Serum β2-microglobulin correlates positively with left ventricular hypertrophy in long-term hemodialysis patients.

Background/Aims: β2-Microglobulin (β2-MG) is a major protein component of dialysis-related amyloidosis. In long-term hemodialysis (HD) patients, β2-MG amyloid deposits not only in osteoarticular tissues, but also in systemic tissues, including the heart. The purpose of this study was to investigate the relationship between serum β2-MG concentrations and echocardiographic parameters in long-term HD patients in a cross-sectional study. Methods: Measurement of serum β2-MG concentrations and echocardiography were performed in 251 patients who had undergone HD therapy for more than 10 years. Results: The left ventricular mass index (LVMI) of the higher serum β2-MG (≥30 mg/l) group was significantly higher than that of the lower serum β2-MG (<30 mg/l) group (151.5 ± 45.7 vs. 137.0 ± 44.5 g/m2, p = 0.020). In simple regression analyses, serum β2-MG concentrations correlated significantly and positively with interventricular septum thickness (IVST) (r = 0.215, p < 0.001), posterior left ventricular wall thickness (PWT) (r = 0.249, p < 0.001), left ventricular wall thickness (LVWT) (r = 0.252, p < 0.001), relative wall thickness (RWT) (r = 0.153, p = 0.015) and LVMI (r = 0.171, p = 0.007).
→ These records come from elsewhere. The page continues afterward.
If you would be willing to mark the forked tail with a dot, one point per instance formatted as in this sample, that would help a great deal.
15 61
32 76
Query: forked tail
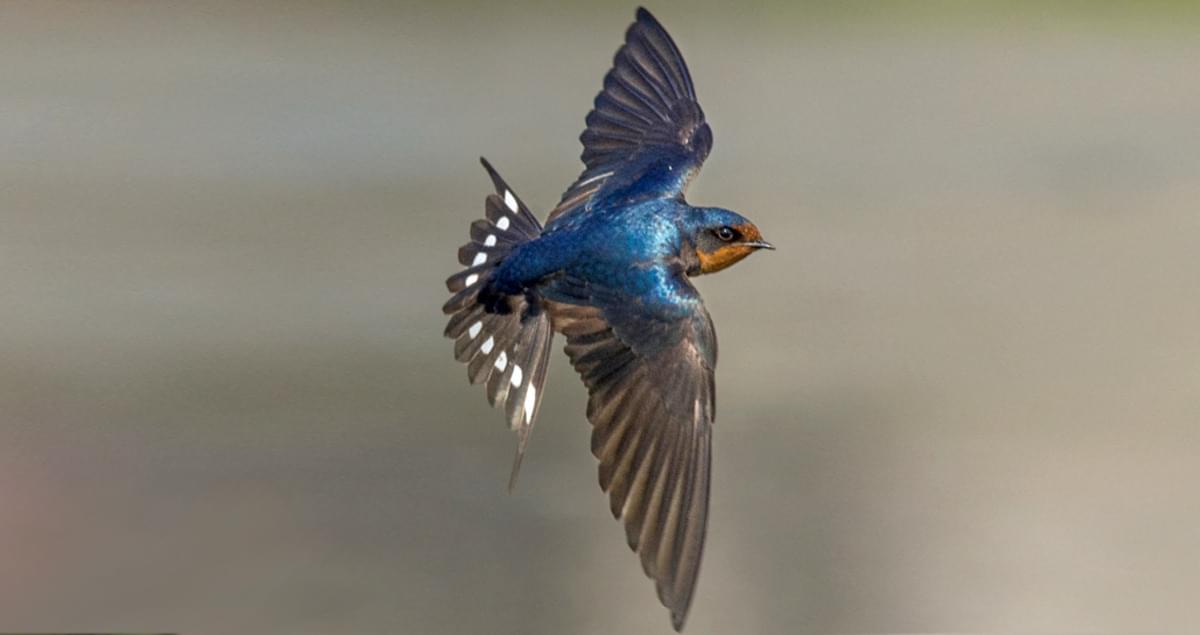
508 351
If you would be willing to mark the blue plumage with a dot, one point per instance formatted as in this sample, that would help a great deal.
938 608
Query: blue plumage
611 270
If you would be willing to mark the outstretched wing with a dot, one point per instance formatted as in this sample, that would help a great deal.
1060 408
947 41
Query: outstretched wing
646 136
649 378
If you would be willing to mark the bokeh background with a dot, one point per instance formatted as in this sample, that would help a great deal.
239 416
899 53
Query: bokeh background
963 395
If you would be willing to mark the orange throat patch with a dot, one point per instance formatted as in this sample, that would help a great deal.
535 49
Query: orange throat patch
723 257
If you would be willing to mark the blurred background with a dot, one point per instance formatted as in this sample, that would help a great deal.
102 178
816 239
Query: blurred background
963 395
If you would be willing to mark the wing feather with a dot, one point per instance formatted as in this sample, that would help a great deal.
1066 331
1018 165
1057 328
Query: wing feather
646 135
651 405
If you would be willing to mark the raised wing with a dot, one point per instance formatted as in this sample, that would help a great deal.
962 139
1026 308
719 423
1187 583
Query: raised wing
649 378
646 136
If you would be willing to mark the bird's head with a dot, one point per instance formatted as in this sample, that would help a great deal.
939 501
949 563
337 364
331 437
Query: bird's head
721 238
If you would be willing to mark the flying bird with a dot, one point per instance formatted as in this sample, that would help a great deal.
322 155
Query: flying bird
610 270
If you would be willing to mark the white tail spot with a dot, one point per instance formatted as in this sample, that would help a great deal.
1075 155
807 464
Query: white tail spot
531 399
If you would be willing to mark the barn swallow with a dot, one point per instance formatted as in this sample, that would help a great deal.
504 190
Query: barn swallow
610 270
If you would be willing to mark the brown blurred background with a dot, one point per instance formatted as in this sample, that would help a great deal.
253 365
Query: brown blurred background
963 395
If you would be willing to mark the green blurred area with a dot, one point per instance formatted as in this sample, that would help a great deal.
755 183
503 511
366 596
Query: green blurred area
961 395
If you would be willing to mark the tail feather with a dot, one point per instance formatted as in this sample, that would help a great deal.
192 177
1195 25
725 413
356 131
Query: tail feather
509 352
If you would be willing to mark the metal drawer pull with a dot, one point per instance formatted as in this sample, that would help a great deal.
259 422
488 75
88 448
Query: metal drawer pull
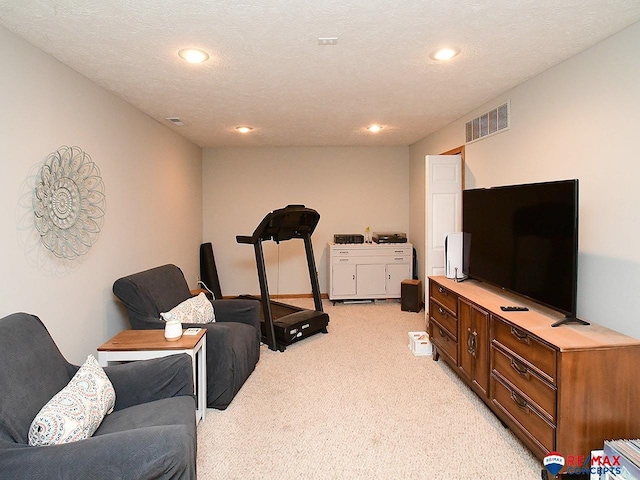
520 335
520 368
521 402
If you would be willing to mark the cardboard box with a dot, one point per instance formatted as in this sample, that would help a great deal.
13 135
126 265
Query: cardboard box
419 344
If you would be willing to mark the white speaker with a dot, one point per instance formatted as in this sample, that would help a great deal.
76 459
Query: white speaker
453 255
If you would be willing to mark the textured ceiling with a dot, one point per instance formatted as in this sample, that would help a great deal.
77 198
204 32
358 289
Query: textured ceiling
267 70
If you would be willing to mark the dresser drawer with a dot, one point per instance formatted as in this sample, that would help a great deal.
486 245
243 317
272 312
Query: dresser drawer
525 379
443 340
528 347
531 423
444 296
444 318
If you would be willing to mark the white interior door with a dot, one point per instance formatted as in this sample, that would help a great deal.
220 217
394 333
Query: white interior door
444 207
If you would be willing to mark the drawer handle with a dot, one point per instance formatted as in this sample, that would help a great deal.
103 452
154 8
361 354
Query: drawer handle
520 368
471 342
520 335
518 400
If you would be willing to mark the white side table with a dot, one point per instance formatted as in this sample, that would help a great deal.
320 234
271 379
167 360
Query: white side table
130 345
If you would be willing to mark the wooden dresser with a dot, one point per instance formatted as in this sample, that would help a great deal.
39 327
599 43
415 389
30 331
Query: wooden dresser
563 389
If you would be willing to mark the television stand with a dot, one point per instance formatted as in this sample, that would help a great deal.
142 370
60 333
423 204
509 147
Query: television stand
569 319
557 389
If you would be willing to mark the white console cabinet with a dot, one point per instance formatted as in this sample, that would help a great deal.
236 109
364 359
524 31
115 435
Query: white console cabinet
368 270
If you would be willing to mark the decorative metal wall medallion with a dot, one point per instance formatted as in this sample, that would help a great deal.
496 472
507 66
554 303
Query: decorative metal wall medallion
69 202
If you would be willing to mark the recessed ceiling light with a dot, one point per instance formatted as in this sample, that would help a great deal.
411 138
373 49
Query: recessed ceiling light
193 55
444 54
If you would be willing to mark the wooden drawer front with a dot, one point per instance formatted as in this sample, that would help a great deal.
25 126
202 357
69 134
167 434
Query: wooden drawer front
532 424
525 379
443 341
528 347
444 296
444 318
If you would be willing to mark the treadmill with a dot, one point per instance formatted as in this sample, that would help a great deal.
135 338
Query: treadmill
284 324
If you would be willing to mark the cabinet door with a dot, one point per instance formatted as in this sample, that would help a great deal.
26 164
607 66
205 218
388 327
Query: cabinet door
473 346
395 274
343 279
370 280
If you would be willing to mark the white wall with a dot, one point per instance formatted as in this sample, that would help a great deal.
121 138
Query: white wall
580 119
351 188
152 186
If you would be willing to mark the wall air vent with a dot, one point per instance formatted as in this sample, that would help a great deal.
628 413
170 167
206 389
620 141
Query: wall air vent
490 123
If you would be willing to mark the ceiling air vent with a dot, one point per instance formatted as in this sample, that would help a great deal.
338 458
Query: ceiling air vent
490 123
175 121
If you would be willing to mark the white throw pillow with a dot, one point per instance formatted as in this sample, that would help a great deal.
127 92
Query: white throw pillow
76 411
197 309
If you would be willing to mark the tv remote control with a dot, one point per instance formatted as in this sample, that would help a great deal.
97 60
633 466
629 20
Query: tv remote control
511 308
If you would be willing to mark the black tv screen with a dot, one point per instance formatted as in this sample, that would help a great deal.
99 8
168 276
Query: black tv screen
524 238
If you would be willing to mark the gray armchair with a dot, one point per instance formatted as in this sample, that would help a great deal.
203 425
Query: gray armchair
233 340
151 434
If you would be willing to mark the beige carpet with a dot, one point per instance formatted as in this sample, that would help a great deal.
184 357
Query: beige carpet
356 404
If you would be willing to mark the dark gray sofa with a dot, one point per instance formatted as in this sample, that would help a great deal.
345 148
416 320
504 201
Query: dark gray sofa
233 340
151 433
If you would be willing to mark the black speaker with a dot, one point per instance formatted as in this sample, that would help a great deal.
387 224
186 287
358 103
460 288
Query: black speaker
411 295
208 271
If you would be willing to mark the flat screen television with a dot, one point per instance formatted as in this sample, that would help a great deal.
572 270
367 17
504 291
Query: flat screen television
524 239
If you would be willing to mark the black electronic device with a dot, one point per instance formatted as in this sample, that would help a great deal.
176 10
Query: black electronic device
389 237
284 324
346 238
524 238
208 271
513 308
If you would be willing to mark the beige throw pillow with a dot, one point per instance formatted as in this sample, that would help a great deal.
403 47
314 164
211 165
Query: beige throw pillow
76 411
197 309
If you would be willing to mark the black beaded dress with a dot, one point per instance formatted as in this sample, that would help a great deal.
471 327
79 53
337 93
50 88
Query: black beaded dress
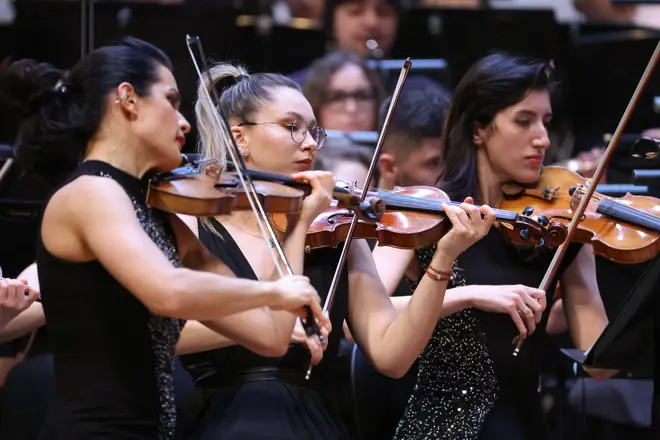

Multiple regression analyses revealed that serum β2-MG concentrations correlated significantly and positively with IVST, PWT, LVWT and RWT. Conclusion: Serum β2-MG concentrations correlated significantly and positively with the echocardiographic parameters of left ventricular hypertrophy (LVH) in long-term HD patients. Thus, deposition of β2-MG amyloid in the heart may be associated with LVH progression.